In Ungheria scrivere sotto dittatura non è anacronistico

16 gennaio 2012 di: Luthien Cangemi

L’attenzione dei mass media concentrata sulla crisi economica e finanziaria italiana e i nostri rapporti con gli Stati più forti dell’Unione hanno allontanato dalla nostra visuale il caso dell’Ungheria. Il 1 Gennaio 2012 è entrata in vigore la nuova Costituzione fortemente nazionalista ispirata ad un unico partito. Con la vittoria alle elezioni del partito di estrema destra (Fidesz) nel 2010, il paese ha iniziato una parabola discendente democratica ed economica portando il fiorino ad un -20% contro l’euro.  Dall’entrata in vigore della Costituzione è iniziato un braccio di ferro tra l’Unione europea e Vicktor Orban, Primo ministro ungherese: da Budapest è stato chiesto un prestito all’Unione europea, ma da Bruxelles è arrivato il diniego e la minaccia di tagliare i fondi già stanziati se non venga fermata la piega nazionalistica e autoritaria che ha preso il governo. Mentre i simpatizzanti di Jobbik (partito neonazista ungherese) bruciano in piazza la bandiera dell’Ue e richiedono il referendum per sganciarsi dall’Unione; la Commissione europea ha attivato tre procedure di infrazione contro il governo magiaro, iniziando dalla legge sulla Banca centrale, la legge che limita l’autonomia della Corte Costituzionale e quella sulla protezione dei dati personali. Data la piega autoritaria e nazionalista che ha preso il governo di Budapest, che lede la conformità ai Trattati europei e le norme internazionali sull’autonomia delle banche centrali, da Bruxelles potrebbe non arrivare il prestito sperato.
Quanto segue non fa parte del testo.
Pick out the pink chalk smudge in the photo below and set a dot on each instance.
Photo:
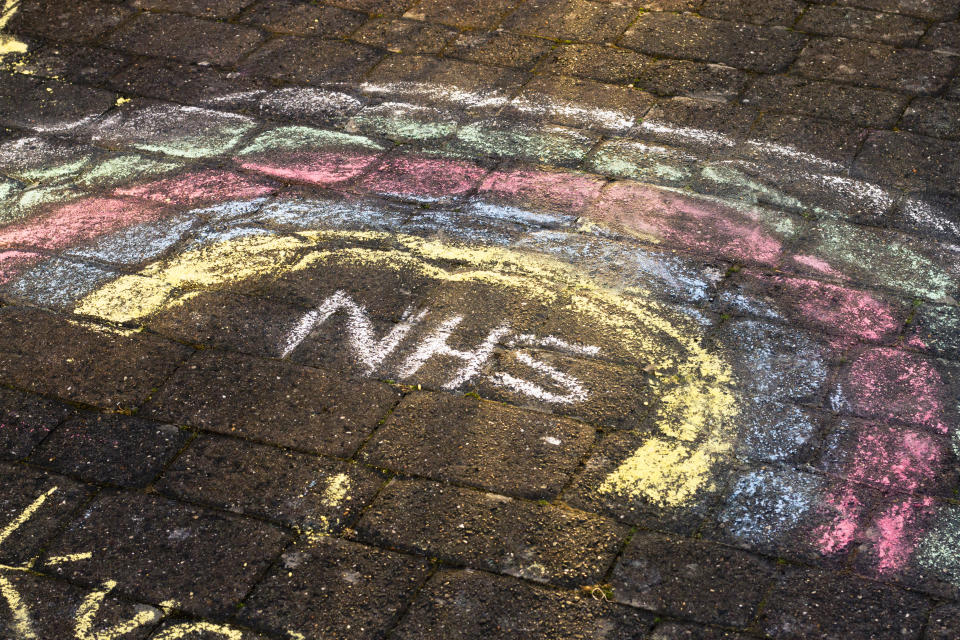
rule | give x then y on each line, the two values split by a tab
13	262
80	221
322	169
898	531
201	187
687	222
834	537
839	309
567	192
894	458
423	177
892	384
819	265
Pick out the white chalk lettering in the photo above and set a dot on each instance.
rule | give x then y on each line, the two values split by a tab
575	391
368	350
435	344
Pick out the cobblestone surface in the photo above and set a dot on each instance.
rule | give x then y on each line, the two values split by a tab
403	319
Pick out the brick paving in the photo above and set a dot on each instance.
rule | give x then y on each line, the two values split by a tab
479	318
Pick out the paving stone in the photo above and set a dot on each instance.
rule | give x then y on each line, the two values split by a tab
309	106
376	7
642	161
57	282
542	543
465	14
202	8
175	627
475	442
901	158
873	386
185	38
669	5
498	48
738	45
225	320
310	60
691	79
891	458
405	123
590	490
933	117
26	420
690	579
300	19
81	21
48	105
831	145
187	132
913	557
582	103
34	506
579	20
776	510
705	125
937	327
496	138
404	36
56	609
930	214
926	9
868	107
597	62
109	448
876	65
658	76
72	63
562	193
893	29
140	243
317	496
80	364
944	37
944	622
422	179
274	402
334	588
183	82
617	396
468	604
819	604
776	12
462	86
679	631
158	550
793	188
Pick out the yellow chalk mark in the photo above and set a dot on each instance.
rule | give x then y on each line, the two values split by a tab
8	43
88	609
25	515
22	623
73	557
696	402
334	496
336	491
135	296
185	629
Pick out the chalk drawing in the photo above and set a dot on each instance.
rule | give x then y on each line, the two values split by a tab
607	251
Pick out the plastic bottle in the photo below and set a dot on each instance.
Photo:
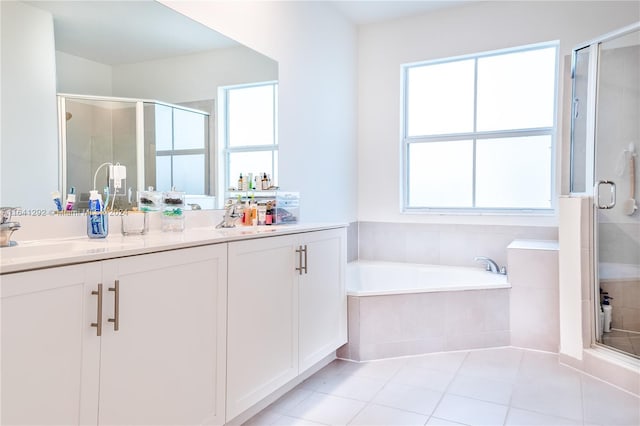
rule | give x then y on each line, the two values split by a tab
71	199
268	218
608	310
97	219
55	195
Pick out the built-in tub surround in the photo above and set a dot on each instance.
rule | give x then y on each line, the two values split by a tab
398	309
442	244
535	310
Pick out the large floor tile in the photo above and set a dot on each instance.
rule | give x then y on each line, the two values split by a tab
354	387
379	415
518	417
263	418
470	411
383	370
481	388
434	421
607	405
409	398
562	398
327	409
293	421
449	362
495	364
292	398
423	378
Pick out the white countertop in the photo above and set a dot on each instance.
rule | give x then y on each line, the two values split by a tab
46	253
534	245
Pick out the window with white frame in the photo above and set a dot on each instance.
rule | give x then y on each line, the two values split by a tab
250	131
478	131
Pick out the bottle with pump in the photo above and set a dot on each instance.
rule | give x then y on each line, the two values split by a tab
97	219
608	311
71	199
268	219
55	196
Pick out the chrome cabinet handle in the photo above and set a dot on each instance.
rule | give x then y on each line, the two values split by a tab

Il ministro degli esteri ungherese Janos Martonyi ha risposto oggi alla Commissione per contenere i provvedimenti dettati da Bruxelles. Martonyi sostiene che per l’Ungheria sia indispensabile il prestito e dal governo si è disposti a “cambiare le leggi controverse” a fronte di un accordo con Fmi (Fondo monetario internazionale) e l’Ue.

Le congiunture negative che si sono profilate negli ultimi giorni non devono far dimenticare le 30.000 persone che, il 3 gennaio scorso, sono scese nelle piazze di Budapest per manifestare contro la nuova Carta costituzionale. Nonostante i sostenitori dello pseudo regime; l’Ungheria, un Oriente nell’Occidente, dimostra di non aver del tutto dimenticato le solide fondamenta democratiche; migliaia di persone hanno sfilato e contestato le nuove Leggi costituzionali che vanno a ledere libertà sessuali, libertà civili e politiche, e la libertà di espressione. Ancora nel XXI secolo, e in qualsiasi posizione geografica, non si può scrivere sotto una dittatura.

1 commento su questo articolo:

  1. simona mafai scrive:

    Grazie Stefania, di questa chiara sintesi di una situazione che può diventare veramente pericolosa. I secoli passano, ma sembra che alcuni popoli debbano costantemente combattere contro alcune “vene” nazionaliste, razziste ed autoritarie che continuano a pulsare sotterranee, anche dopo le sconfitte epocali (sconfitta del nazifascismo) ma che riaffiorano, se non c’è una permanente vigilanza democratica. Condanniamo i governanti dell’Ungheria, solidarizziamo con i cittadini ungheresi che li contestano, e, naturalmente, teniamo alta la vigilanza anche per ciò che può avvenire (che stava forse per avvenire) in Italia.